Pemerintah Tiongkok melarang praktik ini. Mereka mengatakan kepada masyarakat bahwa mengikat kaki adalah sebuah bentuk penindasan dan bahwa negara secara keseluruhan akan menjadi lebih kuat ketika mengikat kaki tidak lagi dilakukan.

Perubahan standar kecantikan juga berperan dalam hilangnya ikatan kaki. Meskipun kaki yang diikat dengan sepatu teratai tampak aneh, kaki telanjang yang telah diikat kaki sangat mengganggu untuk dilihat.

Wanita dengan kaki normal menjadi standar kecantikan, dan pengikatan kaki dianggap kuno. 

Setelah pengikatan kaki dilarang pada tahun 1912, praktik ini masih bertahan di daerah-daerah terpencil di sebagian besar wilayah pedesaan di Tiongkok.

Pengikatan kaki terakhir yang dilaporkan terjadi pada tahun 1957 dalam catatan sejarah Tiongkok kuno. Pabrik terakhir yang memproduksi sepatu teratai, Pabrik Sepatu Zhiqian, akhirnya ditutup pada tahun 1999. Saat ini, praktik mengikat kaki sudah punah.

Orang yang melakukan pengikatan kaki tidak dapat dibatalkan, namun kaki yang terikat dapat dilepaskan dan bisa pulih seiring berjalannya waktu.

Intensnya proses pengikatan kaki, semua patah tulang dan perubahan kerangka tidak dapat diperbaiki setelah kaki yang diikat mulai pulih menjadi bentuk 'teratai' segitiga.

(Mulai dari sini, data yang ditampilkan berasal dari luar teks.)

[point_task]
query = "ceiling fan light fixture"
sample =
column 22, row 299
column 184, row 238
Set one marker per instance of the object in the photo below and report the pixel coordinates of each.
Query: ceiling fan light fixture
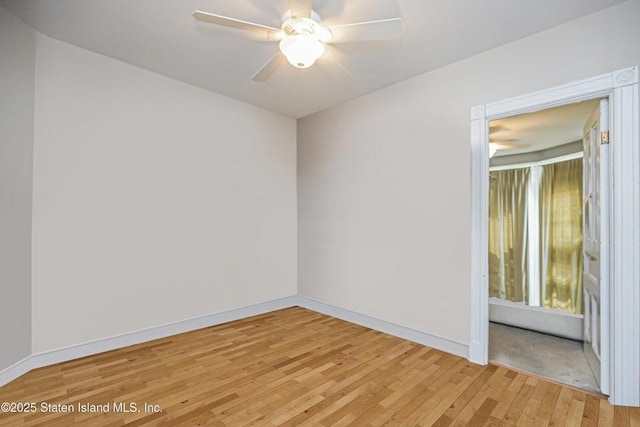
column 301, row 50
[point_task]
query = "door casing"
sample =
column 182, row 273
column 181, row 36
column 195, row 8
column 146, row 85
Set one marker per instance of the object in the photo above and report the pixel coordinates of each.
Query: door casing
column 622, row 89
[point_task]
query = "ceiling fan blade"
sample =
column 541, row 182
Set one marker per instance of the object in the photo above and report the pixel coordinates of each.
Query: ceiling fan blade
column 301, row 8
column 267, row 70
column 271, row 33
column 336, row 56
column 384, row 29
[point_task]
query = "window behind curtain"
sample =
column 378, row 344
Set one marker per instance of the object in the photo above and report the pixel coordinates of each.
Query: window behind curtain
column 559, row 223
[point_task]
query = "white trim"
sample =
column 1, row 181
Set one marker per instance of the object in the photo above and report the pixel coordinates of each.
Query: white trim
column 101, row 345
column 622, row 89
column 16, row 370
column 546, row 320
column 420, row 337
column 544, row 162
column 64, row 354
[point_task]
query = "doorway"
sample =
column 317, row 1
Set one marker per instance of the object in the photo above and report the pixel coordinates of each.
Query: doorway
column 621, row 88
column 540, row 195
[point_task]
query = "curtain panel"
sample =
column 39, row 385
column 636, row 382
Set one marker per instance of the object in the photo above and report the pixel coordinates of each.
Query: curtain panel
column 561, row 236
column 508, row 236
column 557, row 225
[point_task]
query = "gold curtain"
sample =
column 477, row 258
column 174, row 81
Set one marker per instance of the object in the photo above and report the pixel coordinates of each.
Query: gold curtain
column 508, row 247
column 561, row 236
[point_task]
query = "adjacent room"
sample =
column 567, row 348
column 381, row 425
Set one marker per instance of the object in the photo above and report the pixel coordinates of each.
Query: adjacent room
column 536, row 241
column 327, row 212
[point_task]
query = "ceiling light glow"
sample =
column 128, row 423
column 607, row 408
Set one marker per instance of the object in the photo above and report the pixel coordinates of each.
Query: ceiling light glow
column 301, row 50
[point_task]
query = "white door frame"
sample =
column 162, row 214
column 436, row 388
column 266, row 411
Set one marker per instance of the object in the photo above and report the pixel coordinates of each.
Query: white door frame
column 623, row 91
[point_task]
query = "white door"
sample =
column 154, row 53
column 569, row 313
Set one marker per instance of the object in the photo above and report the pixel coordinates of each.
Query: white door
column 596, row 243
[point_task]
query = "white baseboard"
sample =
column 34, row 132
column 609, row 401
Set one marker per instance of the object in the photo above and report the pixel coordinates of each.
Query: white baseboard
column 420, row 337
column 64, row 354
column 76, row 351
column 547, row 321
column 16, row 370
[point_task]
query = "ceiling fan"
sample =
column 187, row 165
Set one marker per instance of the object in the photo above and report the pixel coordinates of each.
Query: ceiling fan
column 302, row 37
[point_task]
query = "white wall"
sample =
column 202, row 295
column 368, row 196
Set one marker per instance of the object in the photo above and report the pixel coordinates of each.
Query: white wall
column 17, row 67
column 384, row 180
column 153, row 201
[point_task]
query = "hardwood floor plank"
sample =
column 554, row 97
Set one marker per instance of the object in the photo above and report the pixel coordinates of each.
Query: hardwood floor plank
column 295, row 367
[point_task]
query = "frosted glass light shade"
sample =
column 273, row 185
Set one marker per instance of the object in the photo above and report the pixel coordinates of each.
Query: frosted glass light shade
column 301, row 50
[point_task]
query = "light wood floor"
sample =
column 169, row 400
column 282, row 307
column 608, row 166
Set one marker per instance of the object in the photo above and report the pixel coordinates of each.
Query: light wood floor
column 296, row 367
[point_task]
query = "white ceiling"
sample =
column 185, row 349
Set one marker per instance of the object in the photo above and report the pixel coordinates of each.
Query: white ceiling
column 542, row 129
column 161, row 36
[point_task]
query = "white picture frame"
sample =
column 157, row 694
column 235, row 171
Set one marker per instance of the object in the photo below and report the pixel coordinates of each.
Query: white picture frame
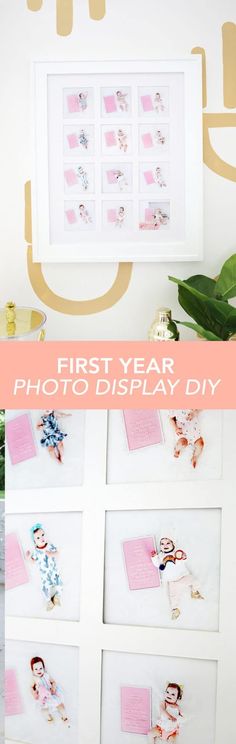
column 117, row 174
column 93, row 499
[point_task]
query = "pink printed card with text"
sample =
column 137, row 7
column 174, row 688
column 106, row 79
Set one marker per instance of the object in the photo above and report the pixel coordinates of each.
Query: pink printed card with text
column 73, row 140
column 20, row 440
column 111, row 215
column 70, row 177
column 15, row 570
column 13, row 701
column 71, row 216
column 141, row 572
column 143, row 427
column 110, row 104
column 148, row 175
column 147, row 103
column 136, row 710
column 147, row 140
column 73, row 104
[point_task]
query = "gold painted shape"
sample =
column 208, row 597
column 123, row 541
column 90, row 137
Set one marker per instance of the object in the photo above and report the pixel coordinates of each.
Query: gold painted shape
column 61, row 304
column 229, row 64
column 64, row 17
column 211, row 159
column 97, row 9
column 201, row 51
column 34, row 4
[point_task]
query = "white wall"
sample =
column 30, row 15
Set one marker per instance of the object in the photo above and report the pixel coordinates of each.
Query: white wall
column 129, row 30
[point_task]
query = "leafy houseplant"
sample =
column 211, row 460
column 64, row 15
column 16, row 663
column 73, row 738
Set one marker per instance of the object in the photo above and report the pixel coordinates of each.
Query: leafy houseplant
column 206, row 301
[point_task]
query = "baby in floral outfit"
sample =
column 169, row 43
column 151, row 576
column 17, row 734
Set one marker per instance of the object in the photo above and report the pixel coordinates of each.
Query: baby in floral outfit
column 44, row 555
column 187, row 430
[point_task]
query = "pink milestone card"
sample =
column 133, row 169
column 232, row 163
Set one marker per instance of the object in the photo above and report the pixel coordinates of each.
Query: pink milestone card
column 71, row 216
column 111, row 215
column 20, row 439
column 148, row 215
column 111, row 177
column 135, row 710
column 110, row 138
column 15, row 572
column 73, row 104
column 110, row 104
column 141, row 572
column 147, row 140
column 147, row 103
column 143, row 427
column 71, row 177
column 73, row 140
column 13, row 702
column 149, row 178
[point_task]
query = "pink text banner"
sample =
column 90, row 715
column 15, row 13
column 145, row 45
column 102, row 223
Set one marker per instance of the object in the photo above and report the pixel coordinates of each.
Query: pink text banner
column 110, row 374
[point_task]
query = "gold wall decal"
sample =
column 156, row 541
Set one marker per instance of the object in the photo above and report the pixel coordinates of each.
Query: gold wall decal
column 34, row 4
column 64, row 17
column 61, row 304
column 64, row 12
column 200, row 50
column 97, row 9
column 215, row 120
column 229, row 64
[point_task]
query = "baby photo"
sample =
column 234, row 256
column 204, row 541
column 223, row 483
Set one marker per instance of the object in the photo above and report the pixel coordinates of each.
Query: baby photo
column 153, row 139
column 79, row 178
column 116, row 140
column 78, row 103
column 40, row 552
column 154, row 215
column 150, row 445
column 117, row 216
column 116, row 178
column 163, row 577
column 79, row 216
column 147, row 698
column 116, row 102
column 45, row 449
column 153, row 102
column 154, row 177
column 41, row 693
column 79, row 140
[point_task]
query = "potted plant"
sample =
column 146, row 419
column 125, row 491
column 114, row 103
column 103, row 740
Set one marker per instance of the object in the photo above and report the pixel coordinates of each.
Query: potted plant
column 206, row 301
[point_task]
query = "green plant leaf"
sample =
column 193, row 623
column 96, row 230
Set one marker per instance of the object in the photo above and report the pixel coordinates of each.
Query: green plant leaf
column 225, row 286
column 213, row 315
column 203, row 283
column 200, row 331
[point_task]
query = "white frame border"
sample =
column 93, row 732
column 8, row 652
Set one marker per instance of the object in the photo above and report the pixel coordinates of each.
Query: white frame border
column 91, row 635
column 192, row 69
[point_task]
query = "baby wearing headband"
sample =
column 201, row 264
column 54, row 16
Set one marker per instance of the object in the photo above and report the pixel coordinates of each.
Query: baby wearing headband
column 44, row 555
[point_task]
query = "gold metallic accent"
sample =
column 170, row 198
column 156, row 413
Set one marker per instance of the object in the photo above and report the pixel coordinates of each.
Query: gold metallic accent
column 201, row 51
column 61, row 304
column 229, row 64
column 42, row 335
column 64, row 17
column 97, row 9
column 211, row 159
column 34, row 4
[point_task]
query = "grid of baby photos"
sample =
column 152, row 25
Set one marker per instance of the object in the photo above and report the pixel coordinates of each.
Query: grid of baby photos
column 115, row 167
column 101, row 143
column 120, row 618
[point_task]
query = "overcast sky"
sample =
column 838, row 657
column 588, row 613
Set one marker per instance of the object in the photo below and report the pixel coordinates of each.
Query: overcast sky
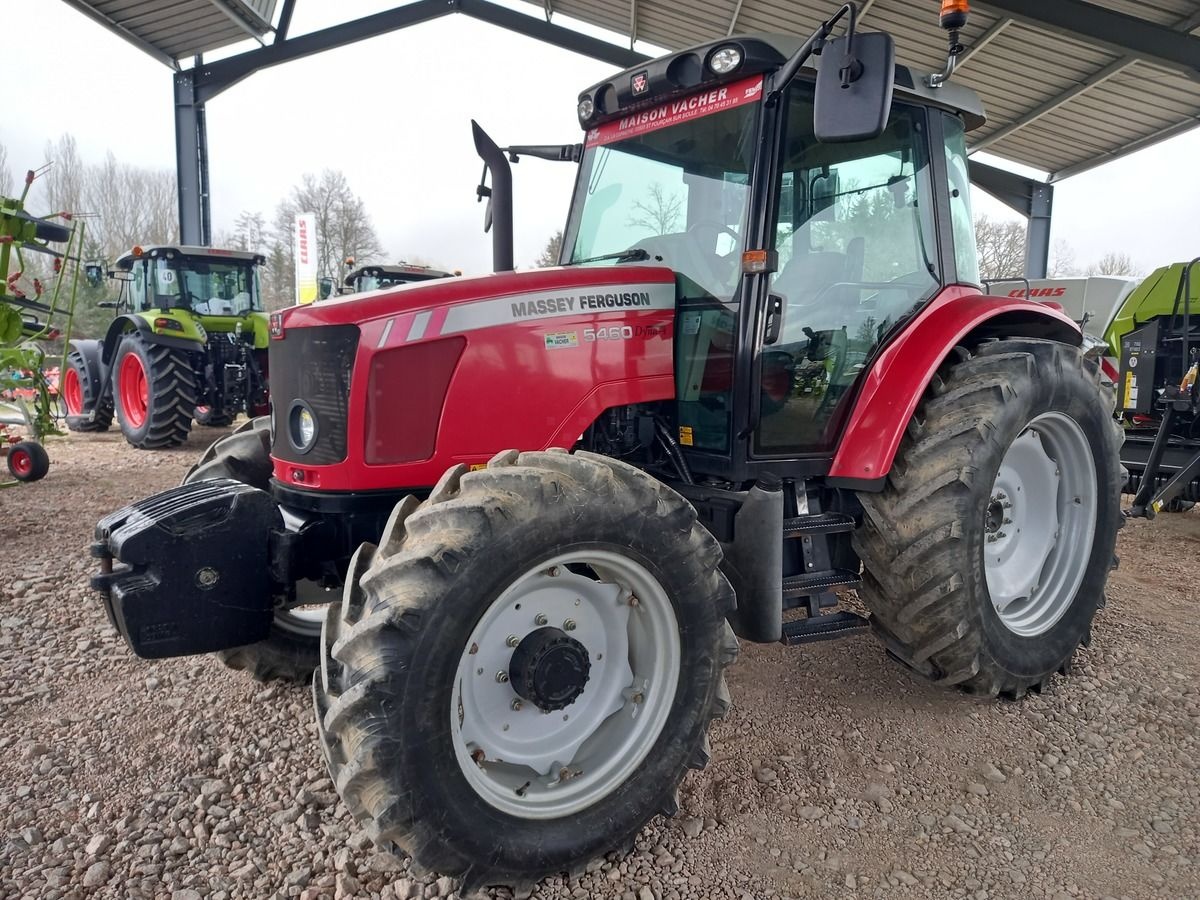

Ketika pengikatan kaki menjadi ilegal, perempuan yang melepaskan balutannya merasakan rasa sakit yang sama seperti saat pertama kali mengikat kaki.

Jadi, sekali seorang gadis diikat kakinya, tidak ada jalan untuk kembali. Kakinya mungkin tidak terikat, tetapi kakinya tidak akan pernah sama lagi.